The seven-day weighted average of positive tests remains just over 1%. The true number of cases is likely higher because many people have not been tested, and studies suggest people can be infected and not feel sick.
There were more than 500 people reported hospitalized Wednesday because of COVID-19, and more than 80 in intensive care units.
FAUCI AT HOLY CROSS
Dr. Anthony Fauci, the country’s top infectious disease expert, told current students at his Massachusetts alma mater to remain optimistic in the face of the “nightmare” coronavirus pandemic.
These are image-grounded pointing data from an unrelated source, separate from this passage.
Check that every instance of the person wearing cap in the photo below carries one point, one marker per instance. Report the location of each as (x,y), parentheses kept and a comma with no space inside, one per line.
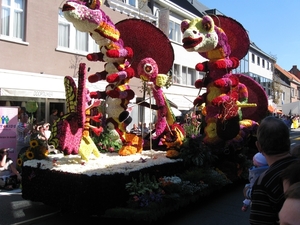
(260,165)
(7,169)
(47,132)
(267,198)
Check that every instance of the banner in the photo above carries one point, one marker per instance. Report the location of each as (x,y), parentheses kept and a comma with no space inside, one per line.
(8,130)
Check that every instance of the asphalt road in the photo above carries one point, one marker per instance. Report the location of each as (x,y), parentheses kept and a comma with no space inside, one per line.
(220,209)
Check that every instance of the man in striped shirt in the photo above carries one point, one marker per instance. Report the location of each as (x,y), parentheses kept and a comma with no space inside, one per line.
(273,141)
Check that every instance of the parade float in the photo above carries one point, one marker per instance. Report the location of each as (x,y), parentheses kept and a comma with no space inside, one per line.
(100,169)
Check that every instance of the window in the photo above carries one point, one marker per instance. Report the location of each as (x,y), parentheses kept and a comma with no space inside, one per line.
(12,19)
(176,74)
(292,92)
(174,31)
(132,2)
(282,97)
(253,58)
(70,39)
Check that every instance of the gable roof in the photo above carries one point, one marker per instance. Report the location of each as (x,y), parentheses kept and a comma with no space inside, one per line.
(190,7)
(289,75)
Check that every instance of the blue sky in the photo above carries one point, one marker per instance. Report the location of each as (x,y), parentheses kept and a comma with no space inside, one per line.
(273,25)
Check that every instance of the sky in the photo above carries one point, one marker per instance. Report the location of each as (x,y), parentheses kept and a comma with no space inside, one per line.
(273,25)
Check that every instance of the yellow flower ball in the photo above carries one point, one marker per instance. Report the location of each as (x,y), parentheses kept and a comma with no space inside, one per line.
(33,143)
(19,162)
(29,154)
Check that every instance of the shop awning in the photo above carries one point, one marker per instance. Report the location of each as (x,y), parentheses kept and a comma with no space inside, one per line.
(24,84)
(271,109)
(182,102)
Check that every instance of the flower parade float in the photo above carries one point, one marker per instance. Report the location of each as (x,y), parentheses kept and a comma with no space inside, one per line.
(100,169)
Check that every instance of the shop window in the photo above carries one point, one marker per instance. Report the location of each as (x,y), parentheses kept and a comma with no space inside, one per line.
(253,58)
(12,19)
(174,31)
(71,39)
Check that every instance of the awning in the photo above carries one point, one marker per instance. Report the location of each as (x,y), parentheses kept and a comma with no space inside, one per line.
(271,108)
(24,84)
(176,112)
(182,102)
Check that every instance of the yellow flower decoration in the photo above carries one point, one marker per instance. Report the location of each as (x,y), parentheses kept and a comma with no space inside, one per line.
(19,162)
(33,143)
(29,154)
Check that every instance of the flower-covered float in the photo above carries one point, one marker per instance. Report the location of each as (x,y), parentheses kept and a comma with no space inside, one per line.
(103,170)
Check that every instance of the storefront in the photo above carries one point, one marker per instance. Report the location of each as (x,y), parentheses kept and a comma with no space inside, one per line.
(48,91)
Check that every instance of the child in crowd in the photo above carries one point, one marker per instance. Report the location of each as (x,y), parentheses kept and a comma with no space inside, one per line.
(259,166)
(7,171)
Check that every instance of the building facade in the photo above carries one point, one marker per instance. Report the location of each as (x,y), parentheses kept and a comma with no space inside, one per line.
(39,47)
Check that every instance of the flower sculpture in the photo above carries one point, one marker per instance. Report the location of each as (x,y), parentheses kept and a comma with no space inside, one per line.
(122,54)
(88,17)
(70,133)
(227,94)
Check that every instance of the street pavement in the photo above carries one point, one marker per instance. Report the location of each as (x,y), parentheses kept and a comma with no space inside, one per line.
(220,209)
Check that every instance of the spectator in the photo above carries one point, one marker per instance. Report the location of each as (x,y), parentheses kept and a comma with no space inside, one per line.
(135,130)
(290,211)
(260,165)
(22,131)
(267,197)
(145,130)
(7,169)
(47,132)
(53,117)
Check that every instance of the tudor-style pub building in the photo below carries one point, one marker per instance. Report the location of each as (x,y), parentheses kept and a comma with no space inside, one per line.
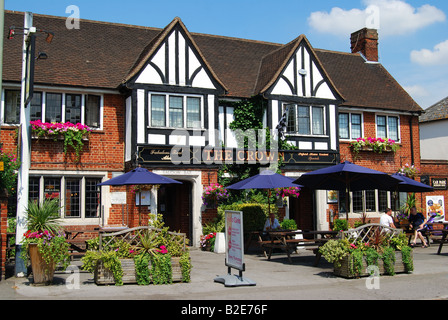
(145,90)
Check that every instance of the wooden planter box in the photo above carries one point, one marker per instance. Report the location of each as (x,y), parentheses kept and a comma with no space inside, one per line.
(104,276)
(344,269)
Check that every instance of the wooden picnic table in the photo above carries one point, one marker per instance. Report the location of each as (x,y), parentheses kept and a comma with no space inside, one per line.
(442,241)
(78,246)
(286,240)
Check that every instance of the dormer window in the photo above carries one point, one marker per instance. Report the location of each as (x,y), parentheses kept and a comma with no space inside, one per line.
(178,111)
(387,127)
(306,120)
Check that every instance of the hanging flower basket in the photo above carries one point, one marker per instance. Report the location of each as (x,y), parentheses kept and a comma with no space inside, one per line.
(288,192)
(409,171)
(213,194)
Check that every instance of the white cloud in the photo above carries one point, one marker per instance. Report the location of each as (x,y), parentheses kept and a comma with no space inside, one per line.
(416,91)
(391,17)
(425,57)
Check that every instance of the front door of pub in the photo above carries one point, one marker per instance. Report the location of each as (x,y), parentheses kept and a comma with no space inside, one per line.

Fauci, a 1962 graduate of the College of the Holy Cross in Worcester, took questions from students for about 40 minutes during a virtual meeting on Tuesday.
The head of the National Institute of Allergy and Infectious Diseases and a top member of the White House Coronavirus Task Force acknowledged that this relationship with President Donald Trump is challenging.
“That’s something that I would say is a day-by-day challenge,” he said. “But it’s working.”
He told students to remain upbeat and said he thinks the world will likely see a vaccine for the coronavirus by the end of the year.
“One of the things we have to be careful about is despair,” he said. He told students to remain hopeful because the pandemic is going to end.